On February 25, 2015, Mr. Brian Rust, the Director of Security Services at Cooley Dickinson Hospital spoke. He had originally been scheduled to speak the week before, but had to deal with emergencies at the hospital, and they were not patient emergencies! Nothing like some real-life practice in disruption management. Cooley Dickinson Hospital, which was recently acquired by Mass General Hospital, is one of our community hospitals, serving about 200,000 people. It seeks to provide the best possible healthcare in an appropriate setting. He noted that the population always assumes that hospitals will be available, when needed. He emphasized how a hospital is supposed to be prepared to be self-sufficient post a disaster for 96 hours. This, of course, entails backup power generators, the stockpiling of essential supplies, which is challenging given a model of just-in-time daily deliveries of medicines, and possible needs for additional food. Hazard analyses are conducted each year to prepare for possible natural disasters, human hazards, and technological ones. He emphasized the importance of communications and building strong relationships with other hospitals, first responders, etc.

During the snowstorms this past winter, 70 staff slept at the hospital to make sure that there was appropriate patient coverage, since a storm could affect transportation. And, the week prior to his lecture at the Isenberg School, Mr. Rust had to deal with multiple emergencies, beginning with a computer failure on Monday, followed by complete communication failure on Wednesday (not related to the Monday one) with no Internet or phone lines available. Hence, medical records could not be accessed electronically, and X-rays could not be read. Back to documentation on paper. This major disruption was fixed on Wednesday but then Wednesday afternoon a sprinkler pipe burst and flooded the back of the Emergency Room with thousands of gallons of water pouring in. There is a new cancer facility being constructed above the Emergency Room area and it seems that the pipe was not properly insulated. With facility experts on hand (luckily, he said, not everything has been outsourced) in a few hours the area was cleaned up and disinfected. During that period, however, 4 ambulances had to be diverted to other hospitals.
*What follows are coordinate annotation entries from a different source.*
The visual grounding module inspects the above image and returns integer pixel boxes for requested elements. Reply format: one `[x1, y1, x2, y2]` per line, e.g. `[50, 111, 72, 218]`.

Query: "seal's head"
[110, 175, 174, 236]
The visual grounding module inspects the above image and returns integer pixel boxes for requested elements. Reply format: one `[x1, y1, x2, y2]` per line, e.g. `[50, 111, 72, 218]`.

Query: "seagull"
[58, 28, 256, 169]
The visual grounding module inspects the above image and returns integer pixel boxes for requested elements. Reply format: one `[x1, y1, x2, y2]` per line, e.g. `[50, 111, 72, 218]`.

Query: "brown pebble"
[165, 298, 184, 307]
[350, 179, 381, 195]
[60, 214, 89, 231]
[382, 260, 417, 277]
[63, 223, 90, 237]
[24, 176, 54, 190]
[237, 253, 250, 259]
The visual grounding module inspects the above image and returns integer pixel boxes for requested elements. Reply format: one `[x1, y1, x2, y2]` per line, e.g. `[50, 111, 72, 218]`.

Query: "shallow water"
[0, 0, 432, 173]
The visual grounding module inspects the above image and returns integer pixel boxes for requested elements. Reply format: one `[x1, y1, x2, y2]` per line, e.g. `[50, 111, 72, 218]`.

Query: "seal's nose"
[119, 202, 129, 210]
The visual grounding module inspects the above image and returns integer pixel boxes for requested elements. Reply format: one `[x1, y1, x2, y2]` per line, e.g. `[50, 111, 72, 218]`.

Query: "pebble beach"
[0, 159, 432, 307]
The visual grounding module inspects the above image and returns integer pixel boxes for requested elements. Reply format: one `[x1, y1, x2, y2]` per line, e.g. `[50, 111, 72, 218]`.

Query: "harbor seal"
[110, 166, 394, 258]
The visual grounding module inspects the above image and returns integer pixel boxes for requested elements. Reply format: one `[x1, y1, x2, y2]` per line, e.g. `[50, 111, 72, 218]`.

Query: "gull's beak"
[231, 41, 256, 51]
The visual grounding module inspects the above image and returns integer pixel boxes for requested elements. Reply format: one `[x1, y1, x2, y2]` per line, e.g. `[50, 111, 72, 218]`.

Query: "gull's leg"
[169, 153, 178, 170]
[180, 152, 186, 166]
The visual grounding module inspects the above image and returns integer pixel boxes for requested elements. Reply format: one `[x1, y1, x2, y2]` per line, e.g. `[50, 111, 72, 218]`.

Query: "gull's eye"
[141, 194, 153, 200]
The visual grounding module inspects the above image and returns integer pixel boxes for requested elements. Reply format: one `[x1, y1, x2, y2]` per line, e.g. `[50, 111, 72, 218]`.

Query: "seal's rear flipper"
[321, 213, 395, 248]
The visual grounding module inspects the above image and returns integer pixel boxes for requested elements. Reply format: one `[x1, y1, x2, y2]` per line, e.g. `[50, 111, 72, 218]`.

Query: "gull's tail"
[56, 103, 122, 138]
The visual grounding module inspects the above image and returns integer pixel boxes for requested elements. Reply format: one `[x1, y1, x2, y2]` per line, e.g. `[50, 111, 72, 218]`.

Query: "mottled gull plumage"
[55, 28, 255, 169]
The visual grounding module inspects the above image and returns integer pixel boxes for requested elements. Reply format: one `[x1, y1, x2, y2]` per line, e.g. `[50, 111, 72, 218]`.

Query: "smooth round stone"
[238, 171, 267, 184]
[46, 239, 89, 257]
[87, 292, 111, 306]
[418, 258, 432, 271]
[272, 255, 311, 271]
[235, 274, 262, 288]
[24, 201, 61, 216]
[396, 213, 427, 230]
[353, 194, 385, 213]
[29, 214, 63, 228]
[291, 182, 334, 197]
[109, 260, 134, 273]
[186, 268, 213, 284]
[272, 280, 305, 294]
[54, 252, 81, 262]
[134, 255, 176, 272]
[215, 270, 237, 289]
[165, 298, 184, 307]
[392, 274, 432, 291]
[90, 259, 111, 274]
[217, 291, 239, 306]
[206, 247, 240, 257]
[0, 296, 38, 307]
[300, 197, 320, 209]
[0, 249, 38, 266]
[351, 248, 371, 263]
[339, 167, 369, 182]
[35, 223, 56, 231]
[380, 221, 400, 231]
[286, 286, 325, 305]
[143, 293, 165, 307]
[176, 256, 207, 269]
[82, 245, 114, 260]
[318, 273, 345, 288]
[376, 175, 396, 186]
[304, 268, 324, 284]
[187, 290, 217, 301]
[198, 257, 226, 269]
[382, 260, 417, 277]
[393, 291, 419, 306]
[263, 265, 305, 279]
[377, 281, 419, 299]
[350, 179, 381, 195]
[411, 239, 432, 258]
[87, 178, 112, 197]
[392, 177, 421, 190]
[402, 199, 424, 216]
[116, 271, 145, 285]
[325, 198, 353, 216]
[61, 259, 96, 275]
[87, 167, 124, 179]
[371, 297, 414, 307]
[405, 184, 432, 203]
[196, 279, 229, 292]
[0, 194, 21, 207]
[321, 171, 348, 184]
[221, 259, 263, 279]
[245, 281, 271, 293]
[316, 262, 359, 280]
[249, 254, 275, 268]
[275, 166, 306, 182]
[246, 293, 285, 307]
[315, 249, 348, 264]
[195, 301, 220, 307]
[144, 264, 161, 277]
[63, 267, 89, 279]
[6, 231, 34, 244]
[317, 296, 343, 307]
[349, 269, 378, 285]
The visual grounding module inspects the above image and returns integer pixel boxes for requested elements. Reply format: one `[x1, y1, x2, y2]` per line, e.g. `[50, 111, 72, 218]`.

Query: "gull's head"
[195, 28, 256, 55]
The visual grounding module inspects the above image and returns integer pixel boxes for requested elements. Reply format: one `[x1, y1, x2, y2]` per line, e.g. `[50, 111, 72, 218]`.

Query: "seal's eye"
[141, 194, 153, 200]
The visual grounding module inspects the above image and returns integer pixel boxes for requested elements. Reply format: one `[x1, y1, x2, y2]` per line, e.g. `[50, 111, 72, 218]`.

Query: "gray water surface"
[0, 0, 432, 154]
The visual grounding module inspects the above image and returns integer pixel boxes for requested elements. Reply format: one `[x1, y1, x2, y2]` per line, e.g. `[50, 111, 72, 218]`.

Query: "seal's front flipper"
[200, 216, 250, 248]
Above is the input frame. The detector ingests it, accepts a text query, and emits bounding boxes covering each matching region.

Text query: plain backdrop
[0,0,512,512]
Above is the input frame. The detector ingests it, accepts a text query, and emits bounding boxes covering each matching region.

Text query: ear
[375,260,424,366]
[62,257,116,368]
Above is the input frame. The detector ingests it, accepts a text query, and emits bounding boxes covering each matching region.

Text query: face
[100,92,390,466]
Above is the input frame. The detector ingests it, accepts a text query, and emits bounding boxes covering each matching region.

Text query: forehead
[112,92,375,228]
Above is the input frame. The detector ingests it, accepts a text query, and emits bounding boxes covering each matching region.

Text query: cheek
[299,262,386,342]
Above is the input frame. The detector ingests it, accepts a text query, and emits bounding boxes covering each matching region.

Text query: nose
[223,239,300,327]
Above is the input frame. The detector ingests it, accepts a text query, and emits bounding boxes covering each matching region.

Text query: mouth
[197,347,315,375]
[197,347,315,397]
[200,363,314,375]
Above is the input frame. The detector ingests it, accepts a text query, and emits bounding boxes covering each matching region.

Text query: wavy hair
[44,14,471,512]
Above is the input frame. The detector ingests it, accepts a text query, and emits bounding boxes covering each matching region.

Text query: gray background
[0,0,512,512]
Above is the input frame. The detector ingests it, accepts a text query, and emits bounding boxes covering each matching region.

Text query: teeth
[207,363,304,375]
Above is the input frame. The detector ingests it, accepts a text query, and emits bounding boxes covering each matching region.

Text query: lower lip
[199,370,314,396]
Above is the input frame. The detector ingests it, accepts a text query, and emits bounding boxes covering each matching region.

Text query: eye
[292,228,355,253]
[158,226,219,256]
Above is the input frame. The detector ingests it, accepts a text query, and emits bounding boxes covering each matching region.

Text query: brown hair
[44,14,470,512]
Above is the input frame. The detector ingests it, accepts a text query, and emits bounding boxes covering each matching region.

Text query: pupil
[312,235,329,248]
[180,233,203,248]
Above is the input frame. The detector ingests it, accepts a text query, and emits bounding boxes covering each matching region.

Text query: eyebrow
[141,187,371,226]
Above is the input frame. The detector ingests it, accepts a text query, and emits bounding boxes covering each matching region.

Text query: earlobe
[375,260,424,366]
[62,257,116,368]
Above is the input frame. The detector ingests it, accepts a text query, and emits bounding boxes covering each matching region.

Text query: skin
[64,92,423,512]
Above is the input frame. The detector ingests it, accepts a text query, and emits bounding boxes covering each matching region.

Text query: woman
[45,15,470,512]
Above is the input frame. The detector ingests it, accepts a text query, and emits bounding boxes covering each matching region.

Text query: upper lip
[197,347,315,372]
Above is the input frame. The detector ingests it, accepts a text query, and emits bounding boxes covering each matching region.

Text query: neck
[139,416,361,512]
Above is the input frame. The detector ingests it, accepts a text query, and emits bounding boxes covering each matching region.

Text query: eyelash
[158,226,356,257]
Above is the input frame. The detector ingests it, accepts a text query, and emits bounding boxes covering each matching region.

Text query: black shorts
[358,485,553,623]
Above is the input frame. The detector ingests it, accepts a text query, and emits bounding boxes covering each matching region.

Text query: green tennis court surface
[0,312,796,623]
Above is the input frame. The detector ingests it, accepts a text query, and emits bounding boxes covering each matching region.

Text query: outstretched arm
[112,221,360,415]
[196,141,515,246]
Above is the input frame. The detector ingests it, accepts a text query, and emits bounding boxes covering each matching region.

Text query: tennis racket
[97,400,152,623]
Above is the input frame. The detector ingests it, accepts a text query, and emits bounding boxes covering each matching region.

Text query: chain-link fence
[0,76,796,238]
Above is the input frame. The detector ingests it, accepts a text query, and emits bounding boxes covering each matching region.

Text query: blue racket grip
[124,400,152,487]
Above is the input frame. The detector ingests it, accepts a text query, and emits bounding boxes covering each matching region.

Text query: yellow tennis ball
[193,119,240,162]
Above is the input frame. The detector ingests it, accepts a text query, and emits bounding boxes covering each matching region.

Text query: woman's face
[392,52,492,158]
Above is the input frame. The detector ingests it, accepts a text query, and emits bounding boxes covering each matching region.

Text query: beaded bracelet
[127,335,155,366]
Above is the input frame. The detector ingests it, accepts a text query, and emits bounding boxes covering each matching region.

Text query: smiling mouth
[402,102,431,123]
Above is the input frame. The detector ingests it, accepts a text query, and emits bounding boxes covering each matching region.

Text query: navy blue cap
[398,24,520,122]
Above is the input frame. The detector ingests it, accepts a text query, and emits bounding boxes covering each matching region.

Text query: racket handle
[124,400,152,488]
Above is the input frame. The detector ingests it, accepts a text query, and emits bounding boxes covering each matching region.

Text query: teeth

On March 25, 2015, we had the pleasure of hearing Mr. Jeff Meyer, the CEO of Blood Services for the Red Cross in Massachusetts and Connecticut, who told us how he had been a consultant for the Red Cross and was offered a job with this organization the day before 9/11. After the terrorist attacks that horrific day, he decided that he wanted to help communities and accepted the job offer from the Red Cross. With an outstanding background in operations, including an MBA, he has helped the Red Cross in balancing supply and demand of this life-saving product that is also highly perishable and has dealt with many challenges in the changing economic landscape of blood supply chains.

On April 8, 2015, the students got to hear from SMSgt Thomas Orifice of the 104th Fighter Wing of the Air National Guard in Westfield. He came dressed in fatigues and had the students at the edge of their seats as he spoke about the response to Superstorm Sandy. Because NOAA had forecasted Superstorm Sandy one week before landing, major planning could be done in a timely manner and, within 24 hours, the Air National Guard had mobilized and delivered water, food, and fuel, which was direly needed since, with the loss of electricity, the gas pumps were not functioning and public transportation in NYC was at a standstill. Mr. Orifice has had an over thirty year career with the National Guard and has served in France Italy, Germany, and Kyrgyztan, and also took part in the liberation of Bosnia and Iraq Operation Freedom. 

And, on April 22, 2015, last,  but not least, the "other" Professor Nagurney (my husband), Dr. Ladimer S. Nagurney, who is a Professor of Electric and Computer Engineering and Biomedical Engineering, at the University of Hartford, spoke to the class on Disaster Communications, including the challenges of technology in this important domain, along with FirstNet.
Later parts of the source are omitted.